The Defense Department needs to set up a “parallel” acquisition system built around digital methods and speeds, alongside the current system set up to manage “Newtonian” weapons development, in order to achieve deterrence, Lockheed Martin CEO Jim Taiclet said this week.
Speaking at the Hudson Institute on Oct. 4, Taiclet said the pace of technology development—particularly software and data distribution—continues to accelerate, and the Pentagon needs an acquisition system that can keep up with “a clock speed that is much closer to the digital technology development clock speed” compared to the world of ships, jets, and satellites that operate physically, rather than digitally.
“I think that the U.S. defense enterprise is still the most effective in the world. I think we can deter conflict effectively today,” Taiclet said. However, a separate system for working with digital is “one thing I do think we need to do to stay ahead of the evolving threat.”

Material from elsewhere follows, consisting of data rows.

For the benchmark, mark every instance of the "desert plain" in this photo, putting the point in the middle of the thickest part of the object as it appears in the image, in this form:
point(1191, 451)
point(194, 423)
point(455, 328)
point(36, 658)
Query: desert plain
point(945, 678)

The Pentagon needs to shift toward a more commercial-like pace of development measured not in years, but weeks and months, Taiclet said, asserting the answer likely lies in buying digital services, something the Pentagon and Congress are ill-configured to do and are taking too long to accept in his mind.

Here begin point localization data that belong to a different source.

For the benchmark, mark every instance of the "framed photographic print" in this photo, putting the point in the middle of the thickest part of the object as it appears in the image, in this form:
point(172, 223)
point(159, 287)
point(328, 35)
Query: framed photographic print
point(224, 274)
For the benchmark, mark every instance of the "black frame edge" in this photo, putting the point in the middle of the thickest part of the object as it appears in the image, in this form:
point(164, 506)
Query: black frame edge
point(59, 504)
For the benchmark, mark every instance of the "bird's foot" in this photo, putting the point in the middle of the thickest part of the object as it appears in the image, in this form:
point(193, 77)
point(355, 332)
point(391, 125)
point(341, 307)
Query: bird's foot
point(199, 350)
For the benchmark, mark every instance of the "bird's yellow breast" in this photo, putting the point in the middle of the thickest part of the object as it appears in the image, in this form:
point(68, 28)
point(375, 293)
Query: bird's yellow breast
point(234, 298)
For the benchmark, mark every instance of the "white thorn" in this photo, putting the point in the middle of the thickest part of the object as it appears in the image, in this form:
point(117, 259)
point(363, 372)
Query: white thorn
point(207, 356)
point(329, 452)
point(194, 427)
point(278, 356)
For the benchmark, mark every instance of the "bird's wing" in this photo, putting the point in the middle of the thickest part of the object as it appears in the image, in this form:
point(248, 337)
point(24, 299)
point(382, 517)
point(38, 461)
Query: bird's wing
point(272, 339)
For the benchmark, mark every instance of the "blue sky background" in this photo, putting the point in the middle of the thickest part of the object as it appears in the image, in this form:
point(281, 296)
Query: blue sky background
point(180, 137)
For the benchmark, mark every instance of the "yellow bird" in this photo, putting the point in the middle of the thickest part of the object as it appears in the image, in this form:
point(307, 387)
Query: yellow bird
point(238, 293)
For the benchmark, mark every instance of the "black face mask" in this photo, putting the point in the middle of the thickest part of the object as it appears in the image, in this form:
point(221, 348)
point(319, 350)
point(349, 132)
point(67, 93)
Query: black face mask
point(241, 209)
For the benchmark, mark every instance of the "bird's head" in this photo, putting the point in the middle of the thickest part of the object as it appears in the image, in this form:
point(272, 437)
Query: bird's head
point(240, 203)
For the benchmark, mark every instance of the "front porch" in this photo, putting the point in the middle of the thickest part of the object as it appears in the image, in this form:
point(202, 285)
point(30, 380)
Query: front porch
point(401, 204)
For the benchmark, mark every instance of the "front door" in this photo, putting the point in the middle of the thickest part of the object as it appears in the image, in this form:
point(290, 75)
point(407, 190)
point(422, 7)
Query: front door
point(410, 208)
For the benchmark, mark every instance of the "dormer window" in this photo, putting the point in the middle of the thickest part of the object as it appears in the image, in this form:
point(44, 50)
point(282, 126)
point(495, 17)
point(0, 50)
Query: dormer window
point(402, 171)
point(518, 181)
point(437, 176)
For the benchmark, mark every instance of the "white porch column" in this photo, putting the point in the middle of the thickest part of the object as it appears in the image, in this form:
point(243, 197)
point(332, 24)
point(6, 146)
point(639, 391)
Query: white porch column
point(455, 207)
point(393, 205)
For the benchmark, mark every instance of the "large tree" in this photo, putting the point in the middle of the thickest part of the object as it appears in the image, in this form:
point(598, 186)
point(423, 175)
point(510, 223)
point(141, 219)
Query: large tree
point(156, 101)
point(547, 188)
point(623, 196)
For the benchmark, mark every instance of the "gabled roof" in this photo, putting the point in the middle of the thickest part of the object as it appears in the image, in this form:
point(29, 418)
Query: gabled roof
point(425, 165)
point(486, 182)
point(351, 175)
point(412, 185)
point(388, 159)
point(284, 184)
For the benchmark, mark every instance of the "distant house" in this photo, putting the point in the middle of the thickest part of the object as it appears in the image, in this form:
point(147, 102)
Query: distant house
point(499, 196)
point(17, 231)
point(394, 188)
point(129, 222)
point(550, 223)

Simply put, the “general procurement system” is not well matched to digital products, Taiclet said.
“The digital technology cycle is, again, months or weeks instead of years and years. So we’re suggesting to our government customers to think about the procurement and acquisition process differently for digital technology insertion versus Newtonian platform production,” Taiclet said. “That hasn’t caught on yet. And I think it’s something we really need to advocate for.”

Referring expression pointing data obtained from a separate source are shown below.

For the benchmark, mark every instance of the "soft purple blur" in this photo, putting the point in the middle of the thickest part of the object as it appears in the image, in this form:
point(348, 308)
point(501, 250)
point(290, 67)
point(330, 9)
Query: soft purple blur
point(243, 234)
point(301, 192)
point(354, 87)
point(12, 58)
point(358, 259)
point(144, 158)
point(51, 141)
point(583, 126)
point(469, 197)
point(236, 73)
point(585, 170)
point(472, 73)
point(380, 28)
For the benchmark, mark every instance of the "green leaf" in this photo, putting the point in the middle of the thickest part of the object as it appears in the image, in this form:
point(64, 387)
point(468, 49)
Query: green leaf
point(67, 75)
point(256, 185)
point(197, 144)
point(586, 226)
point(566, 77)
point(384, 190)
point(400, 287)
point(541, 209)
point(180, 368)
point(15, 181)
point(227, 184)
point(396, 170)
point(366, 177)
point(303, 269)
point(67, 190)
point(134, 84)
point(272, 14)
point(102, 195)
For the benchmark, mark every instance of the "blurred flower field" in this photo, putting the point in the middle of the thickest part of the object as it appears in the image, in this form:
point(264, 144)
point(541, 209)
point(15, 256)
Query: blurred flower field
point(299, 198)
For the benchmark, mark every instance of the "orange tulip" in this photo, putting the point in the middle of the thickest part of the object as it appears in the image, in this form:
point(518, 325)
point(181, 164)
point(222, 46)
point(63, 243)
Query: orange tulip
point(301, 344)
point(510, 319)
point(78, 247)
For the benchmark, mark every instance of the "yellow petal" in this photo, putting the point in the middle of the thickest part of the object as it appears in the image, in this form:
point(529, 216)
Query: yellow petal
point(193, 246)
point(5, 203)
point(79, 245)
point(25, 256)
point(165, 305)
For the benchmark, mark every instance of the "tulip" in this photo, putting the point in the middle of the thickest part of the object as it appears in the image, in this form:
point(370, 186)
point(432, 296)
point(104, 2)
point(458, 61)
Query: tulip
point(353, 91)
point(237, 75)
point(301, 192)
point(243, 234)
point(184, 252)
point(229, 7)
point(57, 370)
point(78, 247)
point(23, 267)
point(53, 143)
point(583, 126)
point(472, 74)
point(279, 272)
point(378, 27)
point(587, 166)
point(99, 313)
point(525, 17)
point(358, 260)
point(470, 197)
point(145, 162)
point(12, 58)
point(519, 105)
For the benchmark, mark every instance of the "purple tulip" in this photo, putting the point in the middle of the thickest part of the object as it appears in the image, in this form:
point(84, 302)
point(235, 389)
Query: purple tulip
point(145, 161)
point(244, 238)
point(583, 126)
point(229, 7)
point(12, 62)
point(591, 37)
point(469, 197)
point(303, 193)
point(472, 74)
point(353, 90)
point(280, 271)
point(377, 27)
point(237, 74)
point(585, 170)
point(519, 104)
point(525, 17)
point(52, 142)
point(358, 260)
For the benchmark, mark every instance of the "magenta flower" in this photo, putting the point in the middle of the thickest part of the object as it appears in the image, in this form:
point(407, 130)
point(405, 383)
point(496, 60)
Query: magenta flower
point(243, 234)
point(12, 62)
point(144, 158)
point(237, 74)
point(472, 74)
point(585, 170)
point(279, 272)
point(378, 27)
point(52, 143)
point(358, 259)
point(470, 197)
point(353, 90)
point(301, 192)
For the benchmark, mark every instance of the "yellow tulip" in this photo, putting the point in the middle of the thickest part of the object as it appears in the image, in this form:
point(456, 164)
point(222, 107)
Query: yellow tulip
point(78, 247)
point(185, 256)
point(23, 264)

The existing acquisition system involves setting requirements, requests for information and proposals, and competitions that can years, if not decades.
“It’s fine on the bigger physical technology items. It does work. It’s been successful,” Taiclet said.
But with digital systems—particularly large data-sharing networks, technology moves too fast so that by the time Pentagon buys software now, it is outdated.
“So that’s the notion of the parallel path, which is, we’ve got to be able to deal with these companies that generally work off of a subscription model,” Taiclet said. “ … Just your cell phone service for example, you pay every month for it. They continually upgrade the network, you’re getting new features. Another app comes on your phone, the app gets upgraded every night, and this is continuously happening.”
The Defense Department doesn’t have an effective way to acquire services like that, he said, and the longer that takes to appear, the more behind it will get.
Taiclet suggested the Defense Department might also buy mission capability as a service, “by the month, by the year. We have to figure out how to translate the DoD form DD 250” which is the process by which the Pentagon accepts final-version goods, “into a subscription service, so I can use Verizon 5G algorithms.”
Lockheed, he said, has teamed with Verizon, INVIDIA, and IBM Red Hat “on managing [artificial intelligence] digitization through a network. We’re partnered with Intel on … chip design to make sure that we can get our requirements into the next venture production line.”
“We have to collaborate with these companies, which our industry isn’t typically used to doing, and the government is not used to paying for,” he said. The Pentagon also has to make defense contracting attractive, with adequate margin so those firms and small startups don’t simply focus on the far more profitable commercial market.
The commercial market also bears lessons for the Pentagon—the telecommunications industry, for example, when through a period with three sets of standards, developed by Nextel, Quaalcom, and GSM. The resulting networks were “expensive, inefficient and incompatible,” said Taiclet, who previously served as CEO of American Tower, a telecommunications infrastructure company.
Taiclet said he’s like “to skip that stage and go right to the single standard, which is what we have now. It’s called LTE: Long-Term Evolution for 4G.”
Along with with a parallel procurement process, Taiclet said, the defense enterprise should “also establish a standards body like we have in telecom … to basically get commercial industry, aerospace industry, government customer and the investor and startup and new entrants together to create a standard that we’ll all compete on and all develop together.”
Accelerating the pace of change in the Pentagon is critical, Taiclet suggested, to deterring a potential adversary like China.
Citing the principles of Sun Tsu, Taiclet said China is biding its time, waiting for “90 percent certainty or expectation of your success.” To deter that, the U.S. and its allies have to constantly “move that 90 percent goalpost” he said.
Therefore, the Pentagon, along with its allies and industry partners, needs to constant move that goalpost—“not every 10 years when we can build a new airplane or a new Aegis radar,” Taiclet said, “but every three to six months; how do we help DOD and our allies move those deterrence goalposts every three to six months?”